Когда в юность врывается война | страница 67



– Он? – мимикой лица спросил Кацо.

Я мотнул головою.

Мы сделали круг, ещё круг, осмотрелись и приземлились рядом с истребителем, разгоняя ребятишек по лугу. Я выскочил из У-2 и побежал к своей машине. Она сидела на животе, поднявши хвост. Шасси не были выпущены, винт согнулся, живот вмялся. Тарасова в самолёте не было, и только небольшое пятнышко запекшейся крови на прицеле самолёта говорило о том, что пилоту здесь было не весело.

С трудом я вскрыл капоты, и сразу отлегло от сердца. Всё стало ясно: были сорваны головки верхних цилиндров. Это была уже не моя вина, это был дефект производственный, виноват во всём был завод, а, может быть и пилот, в этот раз больше обычного перегревший мотор.

Вокруг Кацо собралась толпа польских ребятишек. Они с любопытством рассматривали вновь прилетевший самолёт и толстого низенького Кацо в широком комбинезоне и лохматых собачьих унтах, похожего на медведя. Любопытно было слушать их разговор.

– Иди сюда, не бойся, – подзывал к себе ребятишек Кацо. – Послушай, мальчуган, куда пошёл такой человек с вот тот машина? – спрашивал он, указывая на себя пальцем.

– То цо то пан мовэ? – мягко спрашивал самый большой из ребятишек, с недоумением оглядываясь на своих товарищей.

– Что? Куда? Что говоришь? – в свою очередь спрашивал Кацо. Разговор их на этом обрывался и Кацо, немного помолчав, начинал сначала.

– Куда, я спрашиваю, пошёл такой человек? – Забавно было слушать нерусских людей, пытавшихся объясниться по-русски.

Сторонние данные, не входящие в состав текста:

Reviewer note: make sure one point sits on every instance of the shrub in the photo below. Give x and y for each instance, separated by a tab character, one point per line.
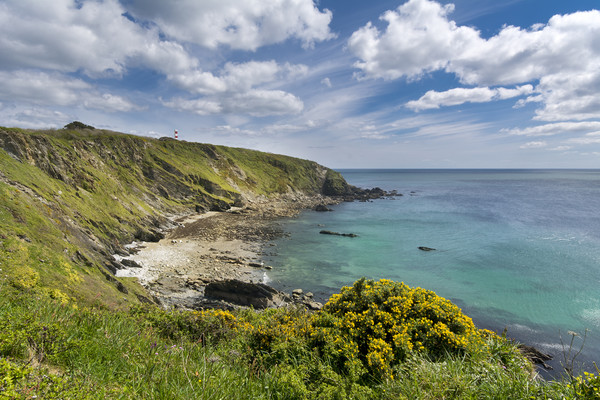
586	387
373	326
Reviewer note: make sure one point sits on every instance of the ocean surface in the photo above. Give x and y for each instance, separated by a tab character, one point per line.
515	249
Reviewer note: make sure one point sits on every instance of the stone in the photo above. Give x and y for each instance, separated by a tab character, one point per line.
130	263
423	248
324	232
257	295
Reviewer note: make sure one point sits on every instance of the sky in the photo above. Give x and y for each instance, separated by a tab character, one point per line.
346	83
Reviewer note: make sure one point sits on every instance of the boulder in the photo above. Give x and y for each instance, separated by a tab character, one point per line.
324	232
247	294
423	248
130	263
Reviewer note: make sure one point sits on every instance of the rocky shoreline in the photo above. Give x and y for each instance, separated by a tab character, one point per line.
213	259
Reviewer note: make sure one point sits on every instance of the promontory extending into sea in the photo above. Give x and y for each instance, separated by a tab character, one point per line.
132	267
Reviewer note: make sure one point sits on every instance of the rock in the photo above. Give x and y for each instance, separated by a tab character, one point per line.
219	205
150	235
324	232
130	263
423	248
257	295
255	265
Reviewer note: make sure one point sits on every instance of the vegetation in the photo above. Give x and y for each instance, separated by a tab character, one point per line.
69	329
70	198
57	349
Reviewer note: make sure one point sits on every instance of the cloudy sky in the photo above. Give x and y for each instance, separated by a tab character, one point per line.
347	83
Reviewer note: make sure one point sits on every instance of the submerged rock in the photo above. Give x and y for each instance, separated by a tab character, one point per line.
423	248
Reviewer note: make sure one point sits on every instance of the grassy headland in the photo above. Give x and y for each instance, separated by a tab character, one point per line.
70	329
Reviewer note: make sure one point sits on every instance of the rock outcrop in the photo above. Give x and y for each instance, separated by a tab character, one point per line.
247	294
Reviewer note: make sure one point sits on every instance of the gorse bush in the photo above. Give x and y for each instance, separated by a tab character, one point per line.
373	326
374	340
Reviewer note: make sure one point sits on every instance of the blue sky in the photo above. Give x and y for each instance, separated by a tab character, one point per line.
347	83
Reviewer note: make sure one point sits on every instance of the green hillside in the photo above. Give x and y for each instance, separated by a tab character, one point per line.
70	329
71	198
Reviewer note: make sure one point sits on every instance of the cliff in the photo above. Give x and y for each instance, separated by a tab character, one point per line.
69	199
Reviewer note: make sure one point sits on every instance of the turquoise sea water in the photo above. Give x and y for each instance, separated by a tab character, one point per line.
514	248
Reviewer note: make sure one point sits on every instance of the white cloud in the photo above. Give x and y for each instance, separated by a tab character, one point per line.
93	36
563	55
108	102
239	24
41	88
433	99
326	82
197	106
589	138
257	103
239	90
560	148
33	118
556	128
238	77
534	145
108	43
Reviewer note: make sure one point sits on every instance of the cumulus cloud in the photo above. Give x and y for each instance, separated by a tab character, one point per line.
93	36
238	77
326	82
534	145
255	102
239	24
419	37
33	118
556	128
433	99
105	39
589	138
42	88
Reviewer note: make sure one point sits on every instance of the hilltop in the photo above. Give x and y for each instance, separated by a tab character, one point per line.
72	328
72	198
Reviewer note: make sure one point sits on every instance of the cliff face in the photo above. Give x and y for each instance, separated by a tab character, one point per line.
69	199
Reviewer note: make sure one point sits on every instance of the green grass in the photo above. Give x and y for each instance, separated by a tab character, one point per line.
71	330
69	198
56	350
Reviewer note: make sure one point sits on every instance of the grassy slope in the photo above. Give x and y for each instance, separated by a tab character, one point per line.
69	199
73	196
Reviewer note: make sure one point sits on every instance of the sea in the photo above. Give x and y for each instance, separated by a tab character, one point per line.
517	250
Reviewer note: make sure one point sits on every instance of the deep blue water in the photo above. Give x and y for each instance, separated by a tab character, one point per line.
515	249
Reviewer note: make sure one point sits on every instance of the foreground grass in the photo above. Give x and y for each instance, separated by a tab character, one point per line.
51	350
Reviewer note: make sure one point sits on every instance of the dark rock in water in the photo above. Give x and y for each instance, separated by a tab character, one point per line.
423	248
338	234
322	208
535	356
257	295
219	205
255	264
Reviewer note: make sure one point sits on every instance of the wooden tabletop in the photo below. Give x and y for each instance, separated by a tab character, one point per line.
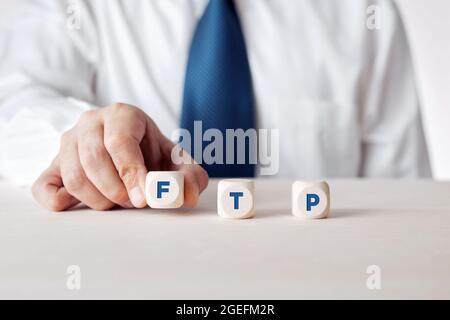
400	227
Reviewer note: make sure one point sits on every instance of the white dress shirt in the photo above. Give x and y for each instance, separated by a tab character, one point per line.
342	95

Я закрыл капоты и подошёл к ним. Наконец, один из ребятишек понял, чего от них добиваются, и указал на деревушку, метрах в 400.

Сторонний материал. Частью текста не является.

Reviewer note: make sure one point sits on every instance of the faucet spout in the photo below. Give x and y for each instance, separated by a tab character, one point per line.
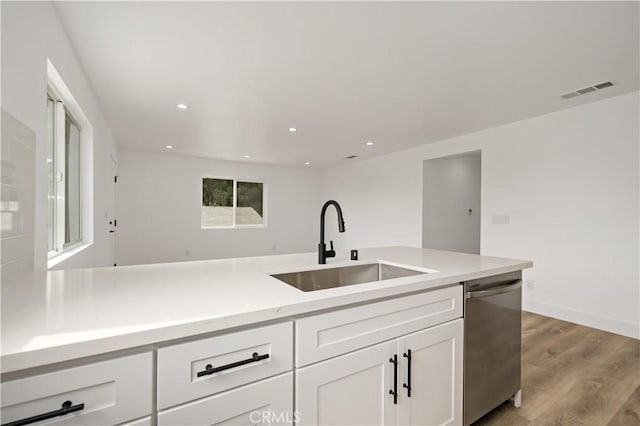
323	253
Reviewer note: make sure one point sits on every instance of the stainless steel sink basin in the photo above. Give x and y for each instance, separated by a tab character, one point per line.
320	279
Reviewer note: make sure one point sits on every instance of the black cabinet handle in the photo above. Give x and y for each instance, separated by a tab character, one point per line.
67	407
394	391
407	385
209	369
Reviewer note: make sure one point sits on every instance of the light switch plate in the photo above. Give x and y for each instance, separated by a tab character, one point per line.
500	219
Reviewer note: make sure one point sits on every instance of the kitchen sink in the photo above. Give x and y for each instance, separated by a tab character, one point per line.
320	279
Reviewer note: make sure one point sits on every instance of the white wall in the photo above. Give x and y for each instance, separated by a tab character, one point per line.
17	210
569	182
31	32
450	188
159	203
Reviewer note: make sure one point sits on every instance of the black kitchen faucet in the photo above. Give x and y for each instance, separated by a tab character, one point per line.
323	253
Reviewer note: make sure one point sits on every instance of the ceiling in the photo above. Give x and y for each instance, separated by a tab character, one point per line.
400	74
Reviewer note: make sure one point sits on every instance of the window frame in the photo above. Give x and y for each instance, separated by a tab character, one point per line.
65	107
235	203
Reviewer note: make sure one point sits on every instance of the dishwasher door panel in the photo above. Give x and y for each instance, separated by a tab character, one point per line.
492	352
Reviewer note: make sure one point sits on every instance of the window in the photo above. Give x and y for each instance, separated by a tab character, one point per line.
69	172
230	203
63	164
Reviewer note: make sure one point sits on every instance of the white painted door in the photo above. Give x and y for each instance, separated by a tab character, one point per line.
112	209
436	376
351	389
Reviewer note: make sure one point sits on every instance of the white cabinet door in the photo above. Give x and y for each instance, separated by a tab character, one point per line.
436	376
102	393
200	368
267	402
352	389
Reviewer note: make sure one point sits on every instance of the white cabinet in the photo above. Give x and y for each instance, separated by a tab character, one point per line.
436	376
200	368
358	388
326	335
267	402
351	389
101	393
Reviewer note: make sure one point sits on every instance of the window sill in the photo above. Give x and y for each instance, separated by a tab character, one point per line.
66	254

Кацо остался около самолётов, а я, дозарядив обойму «Парабеллума», пошёл с парнем в деревню.

Мы вошли в дом. На убогой постели, с головой, перемотанной тряпкой, в одной нательной рубахе лежал Тарасов. Глаза его заискрились, и он поднялся мне навстречу.

– Сашка! Жив! Будь же ты проклят! Я столько раз тебя сегодня хоронил, что не верю, что ты воскрес!

– Жив. Жив. Вот только голову разбил немного, да вот, – и он указал на свою нательную рубаху.

– Что? – не понял я.

– Поляки поделились, – он горько улыбнулся. – Обокрали, когда я был без чувств.

Оказывается, сажая машину на живот, он, ударившись, потерял сознание. Очнулся, когда два здоровенных поляка, вытащив его из кабины, снимали с него шерстяное обмундирование. Бандиты забрали пистолет, парашют, карту, вывинтили самолётные часы, сняли рацию и скрылись в лесу.

Лётчик в одних носках и нательном белье с помощью прибежавших польских ребятишек добрался до деревни и определился на этой квартире.